FROM-New American
When I was a wee lad in elementary school — this was back when global cooling was dogma — we kids had all heard about killer bees. You may remember the story: Scientists in Brazil had bred the African honey bee with a European honey bee and succeeded in creating, well, a really mean bee. These hybrids then escaped from their captors and started spreading throughout the Americas, bullying the nice bees and occasionally killing people. This prompted some sensationalistic stories in the media about the perils of these impudent insects, and we kids were scared. Would K-i-l-l-e-r B-e-e-s (gasp!) be the end of us? I suppose it could have made a good movie. The “Bees from Brazil,” anyone?
Of course, it all seems a bit ridiculous now; the reality is that bees are more imperiled in the world today than man. But little threats seems like the End Times to little children. Thankfully, however, we had an old-school teacher (who also happened to be an old schoolteacher) who told us that she’d been around a long time and heard lots of doomsday stories and that we needn’t worry. We wouldn’t suffer death by bee.
Sadly, today many teachers aren’t soothing children but scaring them, in an effort to transform them into good little global-warming fanatics. And a good example of this is presented by New York Post columnist Andrea Peyser. Shocked to learn that her daughter’s school had taught the girl to sing, “. . . You can hear the warning — GLOBAL WARMING . . .,” she writes:
By the time her father and I removed our jaws from the floor, we had learned that:
A) All the kids had been coerced into singing this catchy ditty, which we called "The Warming Song," at a concert for parents.
B) Further song lyrics scolded selfish adults (that would be us) for polluting our planet and causing a warming scourge that would, in no short order, kill all the polar bears and threaten the birds and bees.
C) There was no deprogramming session on the menu.
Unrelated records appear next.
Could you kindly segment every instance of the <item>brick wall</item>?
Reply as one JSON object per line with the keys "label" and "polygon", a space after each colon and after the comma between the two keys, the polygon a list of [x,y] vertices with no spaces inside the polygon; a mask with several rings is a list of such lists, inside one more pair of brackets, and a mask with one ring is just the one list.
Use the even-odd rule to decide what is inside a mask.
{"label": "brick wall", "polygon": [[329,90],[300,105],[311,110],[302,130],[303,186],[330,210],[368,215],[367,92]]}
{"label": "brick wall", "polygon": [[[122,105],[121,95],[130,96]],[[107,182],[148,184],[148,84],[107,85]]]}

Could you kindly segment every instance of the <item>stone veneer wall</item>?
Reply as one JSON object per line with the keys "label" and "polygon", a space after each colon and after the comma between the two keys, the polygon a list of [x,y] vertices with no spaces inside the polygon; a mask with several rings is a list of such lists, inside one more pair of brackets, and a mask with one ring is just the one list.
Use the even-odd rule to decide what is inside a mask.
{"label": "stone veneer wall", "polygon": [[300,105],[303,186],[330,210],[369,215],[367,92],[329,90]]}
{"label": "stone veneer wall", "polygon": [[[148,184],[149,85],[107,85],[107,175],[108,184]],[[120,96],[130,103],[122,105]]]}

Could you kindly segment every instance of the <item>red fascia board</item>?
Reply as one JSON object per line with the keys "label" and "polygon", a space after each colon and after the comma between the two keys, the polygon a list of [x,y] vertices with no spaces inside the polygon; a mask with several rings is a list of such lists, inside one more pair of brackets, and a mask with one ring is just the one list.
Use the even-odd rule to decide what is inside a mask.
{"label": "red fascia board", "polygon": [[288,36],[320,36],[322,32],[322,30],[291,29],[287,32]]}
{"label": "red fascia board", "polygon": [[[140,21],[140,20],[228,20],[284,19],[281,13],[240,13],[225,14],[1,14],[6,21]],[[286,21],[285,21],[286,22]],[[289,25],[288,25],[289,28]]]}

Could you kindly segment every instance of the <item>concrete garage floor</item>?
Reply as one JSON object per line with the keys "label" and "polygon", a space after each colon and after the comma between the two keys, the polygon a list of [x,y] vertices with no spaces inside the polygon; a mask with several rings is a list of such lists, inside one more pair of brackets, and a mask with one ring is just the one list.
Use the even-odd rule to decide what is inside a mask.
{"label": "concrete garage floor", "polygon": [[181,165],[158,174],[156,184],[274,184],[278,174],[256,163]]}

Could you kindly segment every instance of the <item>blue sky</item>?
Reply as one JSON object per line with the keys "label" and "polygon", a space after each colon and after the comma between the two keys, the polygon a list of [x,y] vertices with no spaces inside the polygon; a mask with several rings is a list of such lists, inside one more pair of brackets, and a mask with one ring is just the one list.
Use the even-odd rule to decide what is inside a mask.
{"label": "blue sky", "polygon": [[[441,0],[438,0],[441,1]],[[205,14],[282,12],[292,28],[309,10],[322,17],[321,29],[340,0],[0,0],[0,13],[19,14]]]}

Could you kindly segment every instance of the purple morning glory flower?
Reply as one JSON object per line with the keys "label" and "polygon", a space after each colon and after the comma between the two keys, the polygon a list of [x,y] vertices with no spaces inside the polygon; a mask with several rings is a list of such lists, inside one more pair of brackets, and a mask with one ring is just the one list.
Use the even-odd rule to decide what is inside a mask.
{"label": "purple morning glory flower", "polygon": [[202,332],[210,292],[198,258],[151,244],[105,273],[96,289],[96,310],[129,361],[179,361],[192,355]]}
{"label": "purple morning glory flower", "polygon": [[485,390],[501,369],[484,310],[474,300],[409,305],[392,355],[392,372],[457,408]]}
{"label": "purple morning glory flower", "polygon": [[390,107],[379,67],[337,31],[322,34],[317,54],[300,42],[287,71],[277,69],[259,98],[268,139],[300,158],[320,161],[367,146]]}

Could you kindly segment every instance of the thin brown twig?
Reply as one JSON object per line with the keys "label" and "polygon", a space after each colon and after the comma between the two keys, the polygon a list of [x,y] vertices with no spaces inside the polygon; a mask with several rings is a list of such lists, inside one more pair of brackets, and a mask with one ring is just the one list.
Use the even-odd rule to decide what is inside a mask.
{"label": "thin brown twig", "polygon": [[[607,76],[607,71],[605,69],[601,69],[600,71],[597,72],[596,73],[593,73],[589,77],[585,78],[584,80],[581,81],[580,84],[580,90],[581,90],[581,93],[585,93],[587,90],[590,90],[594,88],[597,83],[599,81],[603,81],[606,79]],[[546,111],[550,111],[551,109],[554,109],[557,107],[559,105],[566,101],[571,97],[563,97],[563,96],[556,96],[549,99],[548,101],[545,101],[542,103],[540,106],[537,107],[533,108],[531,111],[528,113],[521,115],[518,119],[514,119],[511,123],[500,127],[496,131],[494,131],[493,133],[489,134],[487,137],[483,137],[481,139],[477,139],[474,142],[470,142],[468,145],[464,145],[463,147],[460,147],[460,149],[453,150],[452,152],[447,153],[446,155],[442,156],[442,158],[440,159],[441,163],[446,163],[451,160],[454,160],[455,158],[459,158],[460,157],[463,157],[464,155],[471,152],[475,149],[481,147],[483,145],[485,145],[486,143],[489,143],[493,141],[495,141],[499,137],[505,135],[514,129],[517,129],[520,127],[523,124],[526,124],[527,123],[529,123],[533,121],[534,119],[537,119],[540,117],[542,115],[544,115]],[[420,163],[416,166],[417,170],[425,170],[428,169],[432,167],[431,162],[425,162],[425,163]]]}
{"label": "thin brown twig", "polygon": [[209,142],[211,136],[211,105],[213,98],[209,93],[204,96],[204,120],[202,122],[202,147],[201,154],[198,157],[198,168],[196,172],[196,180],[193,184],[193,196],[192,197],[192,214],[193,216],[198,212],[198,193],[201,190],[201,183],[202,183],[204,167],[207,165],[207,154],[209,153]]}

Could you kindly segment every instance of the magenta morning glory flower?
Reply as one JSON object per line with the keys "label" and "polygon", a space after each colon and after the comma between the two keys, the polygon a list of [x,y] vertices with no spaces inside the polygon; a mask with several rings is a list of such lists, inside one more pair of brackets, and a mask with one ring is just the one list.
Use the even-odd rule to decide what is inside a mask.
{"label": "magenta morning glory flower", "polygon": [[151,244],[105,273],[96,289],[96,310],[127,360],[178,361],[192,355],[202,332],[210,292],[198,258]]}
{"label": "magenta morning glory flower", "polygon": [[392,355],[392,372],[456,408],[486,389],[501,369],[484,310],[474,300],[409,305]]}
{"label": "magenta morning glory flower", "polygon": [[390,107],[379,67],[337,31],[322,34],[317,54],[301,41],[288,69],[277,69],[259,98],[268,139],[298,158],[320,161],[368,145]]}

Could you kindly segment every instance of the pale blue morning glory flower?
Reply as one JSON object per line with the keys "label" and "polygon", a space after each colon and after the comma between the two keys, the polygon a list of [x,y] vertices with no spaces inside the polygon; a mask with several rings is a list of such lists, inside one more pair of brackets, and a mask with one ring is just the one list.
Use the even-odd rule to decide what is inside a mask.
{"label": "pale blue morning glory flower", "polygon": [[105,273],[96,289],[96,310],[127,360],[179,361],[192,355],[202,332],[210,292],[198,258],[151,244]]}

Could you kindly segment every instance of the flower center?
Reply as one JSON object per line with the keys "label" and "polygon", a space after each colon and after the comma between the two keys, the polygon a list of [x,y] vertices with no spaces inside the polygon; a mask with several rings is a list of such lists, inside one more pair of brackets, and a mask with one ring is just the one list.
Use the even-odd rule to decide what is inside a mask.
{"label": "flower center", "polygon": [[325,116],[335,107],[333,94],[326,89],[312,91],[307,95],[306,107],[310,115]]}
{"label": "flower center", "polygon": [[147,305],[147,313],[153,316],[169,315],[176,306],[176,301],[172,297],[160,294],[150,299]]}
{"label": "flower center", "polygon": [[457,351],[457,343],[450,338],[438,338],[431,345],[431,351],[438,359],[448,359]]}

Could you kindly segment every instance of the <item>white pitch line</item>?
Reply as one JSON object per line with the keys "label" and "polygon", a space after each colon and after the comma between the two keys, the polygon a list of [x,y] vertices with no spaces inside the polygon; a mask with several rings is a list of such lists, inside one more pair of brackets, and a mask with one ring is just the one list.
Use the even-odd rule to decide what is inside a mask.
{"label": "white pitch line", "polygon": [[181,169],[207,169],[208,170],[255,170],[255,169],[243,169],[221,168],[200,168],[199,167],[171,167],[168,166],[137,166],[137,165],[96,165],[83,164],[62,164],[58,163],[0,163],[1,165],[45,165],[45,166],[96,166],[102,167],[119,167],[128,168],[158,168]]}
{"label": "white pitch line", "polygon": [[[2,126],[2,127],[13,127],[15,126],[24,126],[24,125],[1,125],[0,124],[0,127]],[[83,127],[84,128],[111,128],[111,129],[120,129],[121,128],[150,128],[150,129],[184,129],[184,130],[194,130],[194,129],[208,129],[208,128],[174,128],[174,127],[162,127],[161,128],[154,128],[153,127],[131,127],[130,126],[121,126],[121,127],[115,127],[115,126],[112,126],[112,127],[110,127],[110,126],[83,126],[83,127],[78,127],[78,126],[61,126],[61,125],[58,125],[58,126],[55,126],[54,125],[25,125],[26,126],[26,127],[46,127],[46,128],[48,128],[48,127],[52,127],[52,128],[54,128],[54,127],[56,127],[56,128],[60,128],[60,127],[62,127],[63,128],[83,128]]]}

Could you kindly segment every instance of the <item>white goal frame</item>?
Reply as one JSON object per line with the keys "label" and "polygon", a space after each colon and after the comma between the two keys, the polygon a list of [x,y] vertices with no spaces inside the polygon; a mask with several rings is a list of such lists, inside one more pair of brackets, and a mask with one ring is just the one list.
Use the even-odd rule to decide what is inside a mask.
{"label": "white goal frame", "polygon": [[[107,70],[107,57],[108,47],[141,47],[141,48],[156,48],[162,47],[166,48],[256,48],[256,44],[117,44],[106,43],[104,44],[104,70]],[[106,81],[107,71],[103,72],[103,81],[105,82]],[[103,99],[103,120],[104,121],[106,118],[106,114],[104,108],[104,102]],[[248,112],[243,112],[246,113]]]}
And no arguing allowed.
Yes, well, as Al Gore has informed us, “The debate is over.”
Speaking of which, there’s a good way to end the debate with your child. After reassuring him that global warming won’t kill all and sundry, simply make the left’s lifestyle alteration demands real to him. Say, “All you have to do is give up the television, the computer with your video games, heat and air-conditioning and walk and ride your bike everywhere you go. Then, if we junk our car and live in a grass hut, we can reduce our carbon footprint to the level of the average Tanzanian.
Students are exposed to intense propaganda. Gore’s movie An Inconvenient Truth (never was a work so inappropriately named) has been shown to schoolchildren, and one of the few bright sides is that a judge in England ruled that the film was “alarmist” and “exaggerated” and contained so many errors that schools had to accompany it with a warning. Then, following Gore’s lead, his work’s producer, Laurie David, wrote a warmist children’s book titled “Down-to-Earth Guide to Global Warming.”
Articulating what inspired her to pen it she told Publisher’s Weekly, “kids also are the Number 1 influence on their parents, so if you want to reach the parents, go to the kids.”
Funny, though, there was a time when parents were the Number 1 influence on their kids. I should also add that in about a decade or so, these kids will be voters.
Written by Selwyn Duke
While children are excellent targets for propaganda, they’re also excellent props. A good example is the opening film at the United Nations Climate Change Conference 2009 (COP15) in Copenhagen, “Please Help the World,”
It features a cutie patootie little girl who hears some dire warmist pronouncements on television and then, upon sinking into the arms of Morpheus, has a nightmare. She finds herself contending with all sorts of scary weather phenomena, from desert sands to an earthquake to an ark-worthy flood. She then awakens and pours her heart out to her father, and they both log onto the COP15 website so the antediluvian old man can get educated about the diluvian peril (hint: that’s how you do it, kids!). The video closes with her and other children pleading, “Please help the world.” It’s that heart-tugging message that became so common in the ‘90s, “Do it for the children.”
Conservationist John Burroughs said in 1877, “I was born with a chronic anxiety about the weather.” Today the inheritors — and perverters — of his movement are instilling that anxiety in the young. And you should be anxious, too. Because warmist propaganda is being used to steal our money, our economic fortunes and our children’s future.